Terraform AWS ec2 doesn't gracefully shut down

I’m performing terraform apply, that destroys and creates a new ec2 instance.

The instance that gets destroyed has a shutdown script that takes several minutes to complete in order to gracefully shut down running software.

It seems that normal machine reboots and cycles properly fire up said script. However, when instance gets destroyed and re-created there are signs that during destruction the machine did not properly shut down.

My shutdown script listens for these events:
WantedBy=halt.target reboot.target shutdown.target

Does terraform fire these events and await graceful ec2 shutdown before destruction? How can I make sure terraform apply allows my machine gracefully shut itself down before destruction?

Have you tried adjusting the timeouts?

Timeouts

The timeouts block allows you to specify timeouts for certain actions:

  • create - (Defaults to 10 mins) Used when launching the instance (until it reaches the initial running state)
  • update - (Defaults to 10 mins) Used when stopping and starting the instance when necessary during update - e.g. when changing instance type
  • delete - (Defaults to 20 mins) Used when terminating the instance

I looked at those properties but they seem like timeouts that terraform uses for it’s own purposes - to know when an operation has failed. As opposed to giving a set amount of time to the instance itself for shutdown.

Terraform’s AWS provider implements destroying an individual aws_instance instance by calling ec2:TerminateInstances and then polling periodically until the instance status shows as “terminated” as far as the EC2 API is concerned.

Terraform has no direct control over how EC2 implements that shutdown, how the software inside the EC2 instance responds to being asked to shut down, or how long EC2 will wait for the shutdown to complete.

The EC2 guide Troubleshooting Terminating (Shutting Down) Your Instance suggests that EC2 will give the instance an opportunity to run shutdown scripts before the instance is finally forcefully terminated.

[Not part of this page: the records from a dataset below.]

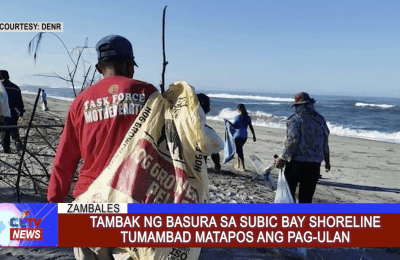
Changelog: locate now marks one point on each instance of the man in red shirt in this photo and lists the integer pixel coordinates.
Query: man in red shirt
(98, 119)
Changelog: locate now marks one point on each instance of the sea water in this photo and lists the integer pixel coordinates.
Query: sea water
(373, 118)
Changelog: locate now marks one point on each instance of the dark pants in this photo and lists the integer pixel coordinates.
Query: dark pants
(13, 132)
(239, 142)
(215, 159)
(306, 174)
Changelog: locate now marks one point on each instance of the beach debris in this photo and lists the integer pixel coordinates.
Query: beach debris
(283, 193)
(263, 172)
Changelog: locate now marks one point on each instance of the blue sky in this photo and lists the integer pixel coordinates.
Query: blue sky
(323, 47)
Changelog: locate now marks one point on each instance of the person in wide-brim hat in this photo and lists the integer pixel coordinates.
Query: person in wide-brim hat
(306, 146)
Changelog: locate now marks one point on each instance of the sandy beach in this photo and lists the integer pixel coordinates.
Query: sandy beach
(363, 171)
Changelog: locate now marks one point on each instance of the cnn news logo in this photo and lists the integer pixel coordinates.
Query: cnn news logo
(25, 228)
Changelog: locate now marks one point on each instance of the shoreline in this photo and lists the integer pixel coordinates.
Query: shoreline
(363, 171)
(66, 100)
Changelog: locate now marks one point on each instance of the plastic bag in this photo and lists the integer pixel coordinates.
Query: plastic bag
(229, 145)
(264, 173)
(283, 193)
(159, 161)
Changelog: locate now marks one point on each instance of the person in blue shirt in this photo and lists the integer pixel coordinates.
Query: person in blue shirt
(241, 122)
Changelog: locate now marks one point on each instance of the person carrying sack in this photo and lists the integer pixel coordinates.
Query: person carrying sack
(306, 146)
(96, 124)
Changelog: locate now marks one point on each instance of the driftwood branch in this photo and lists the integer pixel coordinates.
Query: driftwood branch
(24, 144)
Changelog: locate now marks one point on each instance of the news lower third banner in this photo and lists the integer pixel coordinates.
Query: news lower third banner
(198, 225)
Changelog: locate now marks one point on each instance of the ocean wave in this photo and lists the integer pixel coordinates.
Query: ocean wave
(263, 119)
(259, 118)
(49, 96)
(359, 104)
(249, 97)
(364, 134)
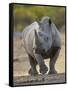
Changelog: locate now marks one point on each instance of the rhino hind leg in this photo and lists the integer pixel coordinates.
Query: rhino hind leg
(53, 60)
(33, 63)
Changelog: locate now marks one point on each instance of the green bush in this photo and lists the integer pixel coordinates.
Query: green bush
(26, 14)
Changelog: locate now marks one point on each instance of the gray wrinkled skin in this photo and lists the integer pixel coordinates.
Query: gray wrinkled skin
(41, 41)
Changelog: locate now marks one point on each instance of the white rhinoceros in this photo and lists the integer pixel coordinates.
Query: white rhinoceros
(41, 41)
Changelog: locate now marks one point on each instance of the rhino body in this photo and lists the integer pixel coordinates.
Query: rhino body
(41, 41)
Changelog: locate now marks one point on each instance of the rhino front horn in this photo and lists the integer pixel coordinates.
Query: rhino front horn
(36, 38)
(50, 22)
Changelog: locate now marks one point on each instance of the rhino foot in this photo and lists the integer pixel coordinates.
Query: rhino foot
(32, 72)
(52, 72)
(43, 69)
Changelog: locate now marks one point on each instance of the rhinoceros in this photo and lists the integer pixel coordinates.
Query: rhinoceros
(41, 41)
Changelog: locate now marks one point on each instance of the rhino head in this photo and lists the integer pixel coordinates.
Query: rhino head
(42, 41)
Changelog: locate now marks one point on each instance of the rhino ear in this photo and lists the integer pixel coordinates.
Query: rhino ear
(36, 38)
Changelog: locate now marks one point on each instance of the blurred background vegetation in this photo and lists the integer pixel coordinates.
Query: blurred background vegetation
(26, 14)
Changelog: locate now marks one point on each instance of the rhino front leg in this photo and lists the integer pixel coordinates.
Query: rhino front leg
(43, 67)
(53, 62)
(33, 63)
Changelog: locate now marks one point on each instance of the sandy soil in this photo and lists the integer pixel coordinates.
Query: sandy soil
(21, 62)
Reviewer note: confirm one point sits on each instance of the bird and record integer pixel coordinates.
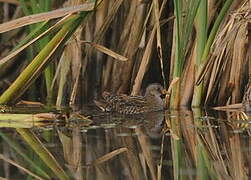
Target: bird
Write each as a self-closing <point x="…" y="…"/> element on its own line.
<point x="246" y="101"/>
<point x="126" y="104"/>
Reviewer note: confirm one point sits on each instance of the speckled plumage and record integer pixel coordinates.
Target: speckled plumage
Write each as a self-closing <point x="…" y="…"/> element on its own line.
<point x="246" y="101"/>
<point x="125" y="104"/>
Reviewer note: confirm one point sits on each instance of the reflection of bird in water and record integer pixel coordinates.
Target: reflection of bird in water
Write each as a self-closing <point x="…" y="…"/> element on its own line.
<point x="125" y="104"/>
<point x="246" y="102"/>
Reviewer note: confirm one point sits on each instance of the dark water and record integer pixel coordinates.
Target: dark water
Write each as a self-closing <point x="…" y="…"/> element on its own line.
<point x="185" y="144"/>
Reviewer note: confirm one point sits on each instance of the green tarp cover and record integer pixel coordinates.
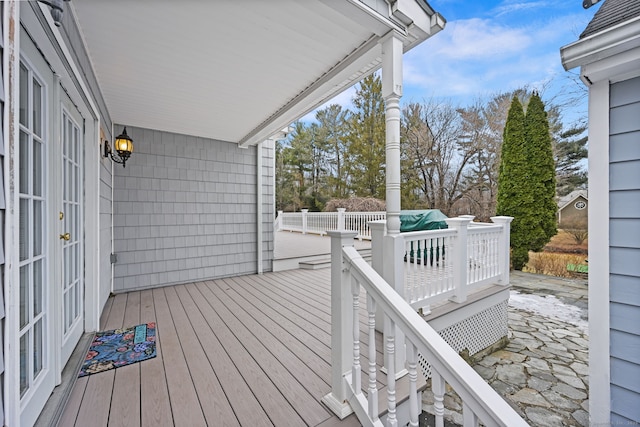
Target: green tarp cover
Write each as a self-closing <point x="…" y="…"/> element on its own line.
<point x="428" y="219"/>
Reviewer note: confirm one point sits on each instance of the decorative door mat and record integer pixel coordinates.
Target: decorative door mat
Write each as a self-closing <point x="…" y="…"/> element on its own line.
<point x="120" y="347"/>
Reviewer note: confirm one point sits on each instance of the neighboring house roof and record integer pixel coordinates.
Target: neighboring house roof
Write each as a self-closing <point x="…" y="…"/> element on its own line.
<point x="564" y="201"/>
<point x="612" y="12"/>
<point x="238" y="71"/>
<point x="608" y="48"/>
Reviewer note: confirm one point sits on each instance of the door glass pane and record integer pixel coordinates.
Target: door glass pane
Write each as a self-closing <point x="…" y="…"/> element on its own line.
<point x="37" y="108"/>
<point x="24" y="229"/>
<point x="37" y="168"/>
<point x="24" y="380"/>
<point x="24" y="163"/>
<point x="37" y="227"/>
<point x="24" y="296"/>
<point x="24" y="95"/>
<point x="38" y="280"/>
<point x="38" y="348"/>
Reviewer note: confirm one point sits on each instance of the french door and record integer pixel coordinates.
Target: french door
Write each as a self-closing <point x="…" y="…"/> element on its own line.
<point x="36" y="342"/>
<point x="51" y="227"/>
<point x="71" y="218"/>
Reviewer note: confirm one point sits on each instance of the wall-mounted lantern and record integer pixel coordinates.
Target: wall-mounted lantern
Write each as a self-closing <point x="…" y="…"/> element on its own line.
<point x="56" y="10"/>
<point x="123" y="146"/>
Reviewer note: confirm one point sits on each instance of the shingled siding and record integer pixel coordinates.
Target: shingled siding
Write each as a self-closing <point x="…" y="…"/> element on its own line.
<point x="184" y="210"/>
<point x="3" y="71"/>
<point x="625" y="250"/>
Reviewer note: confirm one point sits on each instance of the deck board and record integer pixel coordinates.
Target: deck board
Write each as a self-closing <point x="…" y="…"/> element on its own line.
<point x="248" y="350"/>
<point x="214" y="404"/>
<point x="290" y="389"/>
<point x="125" y="402"/>
<point x="155" y="407"/>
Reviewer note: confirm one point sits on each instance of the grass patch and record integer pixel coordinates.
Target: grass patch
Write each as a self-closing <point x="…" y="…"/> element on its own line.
<point x="554" y="264"/>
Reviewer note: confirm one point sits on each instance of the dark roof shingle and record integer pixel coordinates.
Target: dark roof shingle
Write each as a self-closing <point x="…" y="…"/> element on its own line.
<point x="612" y="12"/>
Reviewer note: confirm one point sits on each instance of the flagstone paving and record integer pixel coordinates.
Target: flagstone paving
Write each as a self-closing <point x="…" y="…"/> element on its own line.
<point x="543" y="371"/>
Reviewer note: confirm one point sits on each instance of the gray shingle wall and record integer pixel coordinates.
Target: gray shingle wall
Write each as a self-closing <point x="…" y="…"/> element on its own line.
<point x="185" y="210"/>
<point x="3" y="71"/>
<point x="624" y="253"/>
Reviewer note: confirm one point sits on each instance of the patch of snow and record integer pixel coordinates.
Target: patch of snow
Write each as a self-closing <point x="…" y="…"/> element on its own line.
<point x="549" y="306"/>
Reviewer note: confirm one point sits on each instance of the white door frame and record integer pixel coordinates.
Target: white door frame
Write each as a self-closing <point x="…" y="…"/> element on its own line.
<point x="17" y="13"/>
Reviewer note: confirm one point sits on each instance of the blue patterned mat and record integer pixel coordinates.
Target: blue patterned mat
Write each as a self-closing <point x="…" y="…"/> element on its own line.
<point x="120" y="347"/>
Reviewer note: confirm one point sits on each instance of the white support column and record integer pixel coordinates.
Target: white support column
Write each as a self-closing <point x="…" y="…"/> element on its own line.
<point x="504" y="263"/>
<point x="341" y="325"/>
<point x="304" y="220"/>
<point x="460" y="258"/>
<point x="341" y="219"/>
<point x="259" y="226"/>
<point x="392" y="92"/>
<point x="377" y="245"/>
<point x="392" y="50"/>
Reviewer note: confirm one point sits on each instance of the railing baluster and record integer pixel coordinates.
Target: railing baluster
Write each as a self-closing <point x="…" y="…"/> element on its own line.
<point x="356" y="370"/>
<point x="391" y="372"/>
<point x="412" y="363"/>
<point x="437" y="386"/>
<point x="372" y="395"/>
<point x="469" y="419"/>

Elsewhere in the EC2 docs, there is another section What Happens When You Terminate an Instance, which explains that TerminateInstances causes the EC2 system to send an ACPI Shutdown event (similar to what happens when you press a power button on a physical computer) which software in the instance must listen for and respond to. In your case it sounds like you are using systemd, in which case it’s systemd that would respond to that event, as you described. Although it’s impossible to say for certain what’s going on with your system from here, my first theory would be that the systemd configuration isn’t quite right and so systemd is not running the script as you intended.


While not directly related to your question, I want to note that I’d recommend using aws_autoscaling_group to launch EC2 instances from Terraform rather than aws_instance directly. In that case, Terraform simply configures EC2 autoscaling and then autoscaling in turn manages your instances. This is helpful in many situations because EC2 autoscaling can then constantly monitor your instances and replace them if any fail, whereas Terraform can only react to changing infrastructure when you explicitly run it.

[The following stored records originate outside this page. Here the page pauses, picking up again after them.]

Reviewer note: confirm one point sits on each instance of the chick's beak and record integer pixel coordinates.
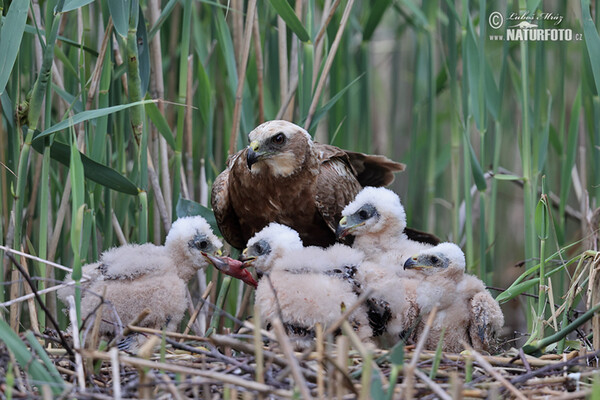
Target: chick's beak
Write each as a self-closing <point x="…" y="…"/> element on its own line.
<point x="253" y="154"/>
<point x="231" y="267"/>
<point x="246" y="259"/>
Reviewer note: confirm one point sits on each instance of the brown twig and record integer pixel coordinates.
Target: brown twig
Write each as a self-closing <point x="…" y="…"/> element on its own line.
<point x="42" y="305"/>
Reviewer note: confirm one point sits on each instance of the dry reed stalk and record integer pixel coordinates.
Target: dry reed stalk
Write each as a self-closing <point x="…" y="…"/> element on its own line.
<point x="318" y="44"/>
<point x="330" y="13"/>
<point x="96" y="74"/>
<point x="178" y="369"/>
<point x="43" y="291"/>
<point x="34" y="192"/>
<point x="283" y="67"/>
<point x="287" y="99"/>
<point x="117" y="228"/>
<point x="259" y="70"/>
<point x="185" y="193"/>
<point x="76" y="344"/>
<point x="15" y="309"/>
<point x="409" y="370"/>
<point x="342" y="345"/>
<point x="237" y="14"/>
<point x="60" y="219"/>
<point x="490" y="370"/>
<point x="221" y="340"/>
<point x="456" y="387"/>
<point x="95" y="336"/>
<point x="494" y="360"/>
<point x="258" y="347"/>
<point x="158" y="85"/>
<point x="328" y="64"/>
<point x="237" y="110"/>
<point x="434" y="386"/>
<point x="286" y="348"/>
<point x="158" y="195"/>
<point x="204" y="296"/>
<point x="116" y="376"/>
<point x="189" y="158"/>
<point x="31" y="308"/>
<point x="34" y="258"/>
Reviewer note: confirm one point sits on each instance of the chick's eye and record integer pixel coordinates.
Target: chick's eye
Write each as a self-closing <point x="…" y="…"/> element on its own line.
<point x="279" y="138"/>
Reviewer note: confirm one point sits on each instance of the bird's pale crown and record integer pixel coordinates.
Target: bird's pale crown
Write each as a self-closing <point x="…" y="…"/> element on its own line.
<point x="386" y="203"/>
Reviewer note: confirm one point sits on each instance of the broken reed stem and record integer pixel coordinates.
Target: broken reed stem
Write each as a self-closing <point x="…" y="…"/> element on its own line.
<point x="41" y="260"/>
<point x="95" y="80"/>
<point x="33" y="318"/>
<point x="118" y="230"/>
<point x="490" y="370"/>
<point x="43" y="291"/>
<point x="328" y="64"/>
<point x="434" y="386"/>
<point x="288" y="352"/>
<point x="258" y="347"/>
<point x="259" y="70"/>
<point x="409" y="370"/>
<point x="76" y="344"/>
<point x="237" y="110"/>
<point x="178" y="369"/>
<point x="41" y="303"/>
<point x="188" y="130"/>
<point x="116" y="372"/>
<point x="283" y="66"/>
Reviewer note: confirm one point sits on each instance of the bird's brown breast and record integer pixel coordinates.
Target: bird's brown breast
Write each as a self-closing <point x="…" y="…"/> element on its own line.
<point x="260" y="198"/>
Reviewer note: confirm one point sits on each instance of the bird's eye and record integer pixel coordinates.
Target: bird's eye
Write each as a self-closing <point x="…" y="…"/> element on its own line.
<point x="279" y="138"/>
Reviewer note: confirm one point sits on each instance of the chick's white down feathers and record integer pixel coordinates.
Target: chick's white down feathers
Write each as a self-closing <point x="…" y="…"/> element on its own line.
<point x="136" y="277"/>
<point x="381" y="237"/>
<point x="301" y="286"/>
<point x="466" y="310"/>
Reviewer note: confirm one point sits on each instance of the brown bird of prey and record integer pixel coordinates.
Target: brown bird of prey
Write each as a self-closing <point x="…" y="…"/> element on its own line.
<point x="285" y="177"/>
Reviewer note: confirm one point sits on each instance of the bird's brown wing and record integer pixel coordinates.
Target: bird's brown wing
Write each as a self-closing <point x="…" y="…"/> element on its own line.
<point x="374" y="170"/>
<point x="336" y="184"/>
<point x="227" y="220"/>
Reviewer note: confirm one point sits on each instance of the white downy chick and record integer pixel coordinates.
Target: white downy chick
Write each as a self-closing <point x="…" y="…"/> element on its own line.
<point x="465" y="308"/>
<point x="376" y="219"/>
<point x="146" y="276"/>
<point x="303" y="285"/>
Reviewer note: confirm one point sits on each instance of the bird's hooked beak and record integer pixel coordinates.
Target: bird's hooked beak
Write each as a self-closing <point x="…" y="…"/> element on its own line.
<point x="253" y="155"/>
<point x="246" y="259"/>
<point x="231" y="267"/>
<point x="346" y="227"/>
<point x="413" y="263"/>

Although it’s impossible to say for certain what’s going on with your system from here, my first theory would be that the systemd configuration isn’t quite right and so systemd is not running the script as you intended.

Can you elaborate on this any further? Maybe with a link to proper implementation example?

This is my shutdown service:

[Unit]
Description=Gracefully shut down remnode to avoid database dirty flag
DefaultDependencies=no
Before=shutdown.target reboot.target halt.target

[Service]
Type=oneshot
ExecStart=/root/node_shutdown.sh

[Install]
WantedBy=halt.target reboot.target shutdown.target

and this is the script it calls

#!/bin/bash
remnode_pid=$(pgrep remnode)

if [ -n "$(ps -p $remnode_pid -o pid=)" ]; then
    kill -SIGINT $remnode_pid
fi

while [ -n "$(ps -p $remnode_pid -o pid=)" ]
do
    sleep 1
done

I’m not knowledgeable enough about systemd to give a definitive answer here, but some quick searching showed various examples of using services with ExecStop set on them pointing to a script that systemd would run when shutting down that service. It looks like you can just set ExecStop without also setting ExecStart. I don’t know if that will work, but hopefully it’s relatively easy to try and see!